My family and I live in a “nice neighborhood” in Palo Alto, CA. Some kids live around here, including 1) two early elementary school-aged kids next door, 2) a sixth grader a couple doors down from there, and 3) three toddler boys across the street.
Our 3-1/2 year old son Marco and I frequently play in our front yard and along the sidewalk, but it’s quite lonely out there. We never see 1) because they have a big fence and either stay behind it or drive away, we hardly see 2) even though his parents are good friends of ours because he’s super-busy with football, basketball, and sleepovers, and members of 3)’s house have only answered the door once out of at least six times we’ve gone over and knocked on the door.

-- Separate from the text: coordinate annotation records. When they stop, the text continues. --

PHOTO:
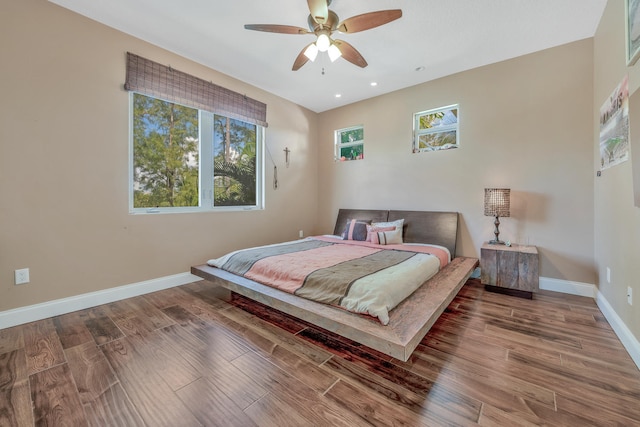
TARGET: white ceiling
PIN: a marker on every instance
(443, 36)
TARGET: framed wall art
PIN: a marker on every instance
(614, 127)
(632, 24)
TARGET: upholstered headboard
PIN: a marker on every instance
(437, 228)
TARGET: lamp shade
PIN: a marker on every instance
(497, 202)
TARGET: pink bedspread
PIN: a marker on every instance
(357, 276)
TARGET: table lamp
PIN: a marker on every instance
(497, 204)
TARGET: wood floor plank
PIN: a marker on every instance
(313, 406)
(229, 346)
(374, 409)
(112, 408)
(42, 345)
(274, 333)
(211, 406)
(156, 403)
(71, 330)
(270, 411)
(56, 401)
(15, 398)
(11, 339)
(437, 402)
(205, 358)
(91, 371)
(190, 356)
(103, 329)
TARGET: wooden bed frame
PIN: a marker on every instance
(409, 321)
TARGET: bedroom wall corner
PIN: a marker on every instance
(64, 165)
(525, 123)
(616, 219)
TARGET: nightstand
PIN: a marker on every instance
(511, 270)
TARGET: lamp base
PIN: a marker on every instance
(496, 242)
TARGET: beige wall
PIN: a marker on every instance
(617, 221)
(529, 124)
(525, 124)
(64, 120)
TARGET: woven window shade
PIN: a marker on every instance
(160, 81)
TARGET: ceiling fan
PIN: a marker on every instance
(323, 23)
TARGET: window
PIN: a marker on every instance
(185, 159)
(349, 143)
(436, 129)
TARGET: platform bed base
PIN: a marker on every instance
(409, 322)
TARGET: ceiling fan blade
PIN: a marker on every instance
(282, 29)
(368, 20)
(319, 10)
(301, 59)
(350, 53)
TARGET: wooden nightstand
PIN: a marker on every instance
(512, 270)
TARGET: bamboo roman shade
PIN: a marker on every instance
(161, 81)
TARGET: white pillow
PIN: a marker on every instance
(399, 223)
(390, 237)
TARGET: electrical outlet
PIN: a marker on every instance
(22, 276)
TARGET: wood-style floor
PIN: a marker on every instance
(184, 356)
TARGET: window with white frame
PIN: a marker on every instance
(349, 143)
(194, 145)
(185, 159)
(436, 129)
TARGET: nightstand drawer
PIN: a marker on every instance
(510, 267)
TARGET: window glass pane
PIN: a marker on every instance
(439, 119)
(437, 141)
(351, 135)
(354, 152)
(165, 154)
(234, 150)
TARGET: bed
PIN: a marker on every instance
(408, 322)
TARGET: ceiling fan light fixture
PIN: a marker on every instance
(334, 53)
(311, 52)
(323, 42)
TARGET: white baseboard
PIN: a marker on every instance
(567, 287)
(35, 312)
(628, 340)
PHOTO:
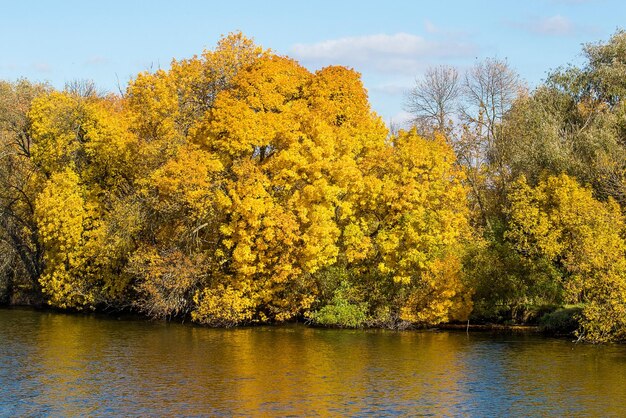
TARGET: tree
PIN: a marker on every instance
(433, 100)
(20, 182)
(561, 222)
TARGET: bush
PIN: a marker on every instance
(563, 321)
(342, 311)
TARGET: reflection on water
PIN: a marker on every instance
(68, 365)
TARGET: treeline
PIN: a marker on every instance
(237, 187)
(546, 173)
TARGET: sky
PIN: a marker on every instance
(391, 43)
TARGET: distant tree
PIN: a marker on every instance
(433, 99)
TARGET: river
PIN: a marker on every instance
(57, 364)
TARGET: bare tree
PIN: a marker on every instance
(433, 99)
(489, 89)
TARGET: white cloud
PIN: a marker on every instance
(401, 53)
(42, 67)
(96, 61)
(556, 25)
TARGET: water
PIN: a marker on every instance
(72, 365)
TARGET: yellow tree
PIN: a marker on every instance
(83, 147)
(560, 221)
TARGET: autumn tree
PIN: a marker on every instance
(561, 222)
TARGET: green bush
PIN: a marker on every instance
(342, 311)
(562, 321)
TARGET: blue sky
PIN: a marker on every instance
(389, 42)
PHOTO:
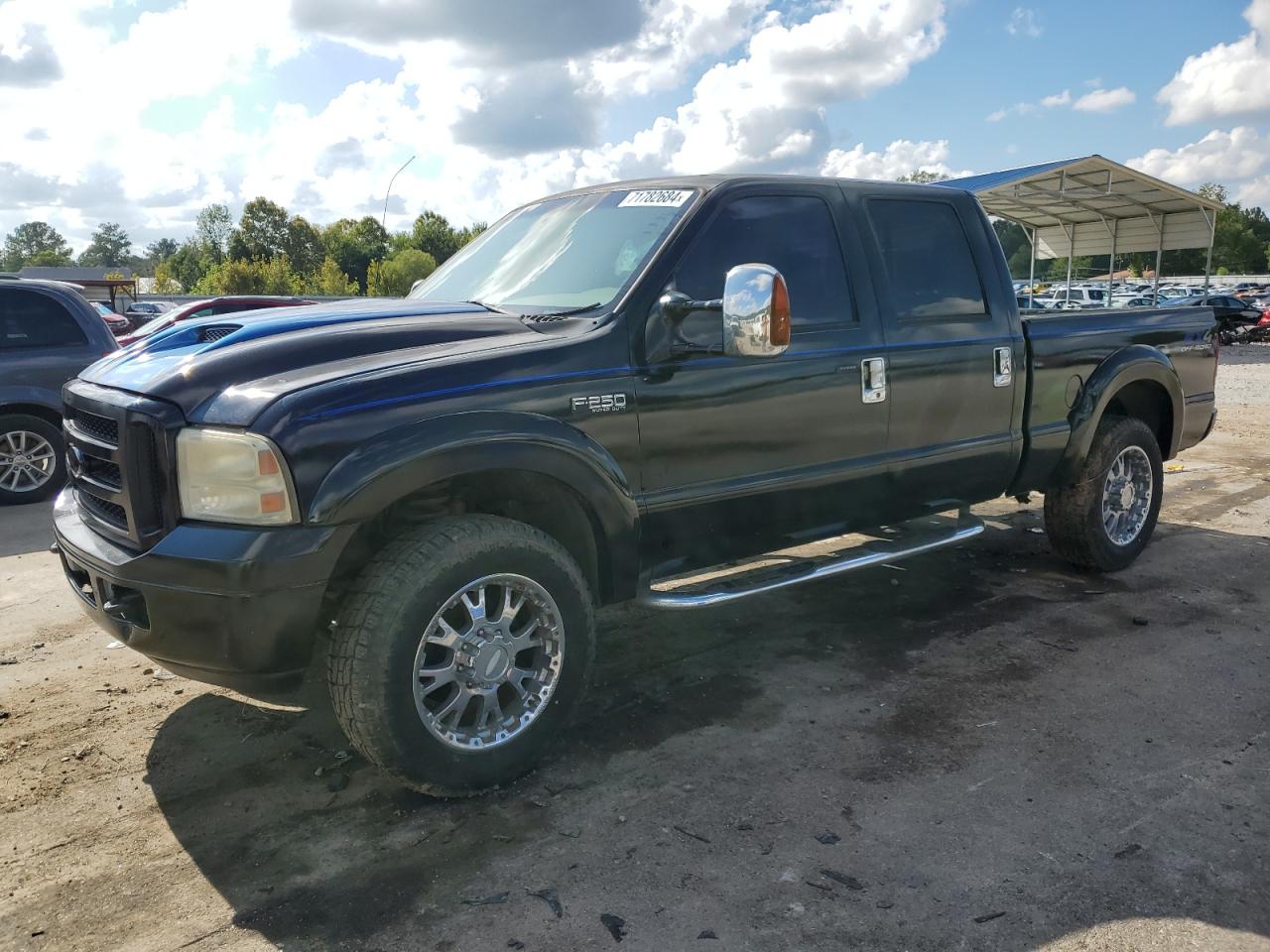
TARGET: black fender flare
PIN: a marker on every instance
(407, 458)
(1133, 363)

My wife and I have resorted to importing Marco’s five cousins here from Pittsburgh, PA twice in the past few months so he can have playmates around. They were just here over Christmas.Boyyyy, it’s amazing how much fun lots of kids can have when they hang out together! Marco’s cousins, ranging from 9 to 22, have an absolute ball with him every time they’re here. It doesn’t matter at all that they’re so far apart in age. They constantly come up with fun things to do together. They chase, pile on each other, squirt water guns, play bouncy-ball games, play baseball, play hockey, etc.
This is pretty much the only way Marco has real fun play with other kids. Sure, we do playdates with other families, but the kids don’t really let their hair down the way Marco and his cousins do.
That’s because real fun play, or “unstructured play,” is most likely to happen when adults are comfortable letting their kids play without scrutiny. That is most likely to occur at one of the kid’s houses, or in a neighborhood around the kids’ houses.
So, when school’s in session for Marco’s cousins in Pittsburgh, we’re stuck here in our “nice neighborhood” without opportunities for him to play, even though kids just like his cousins live right here.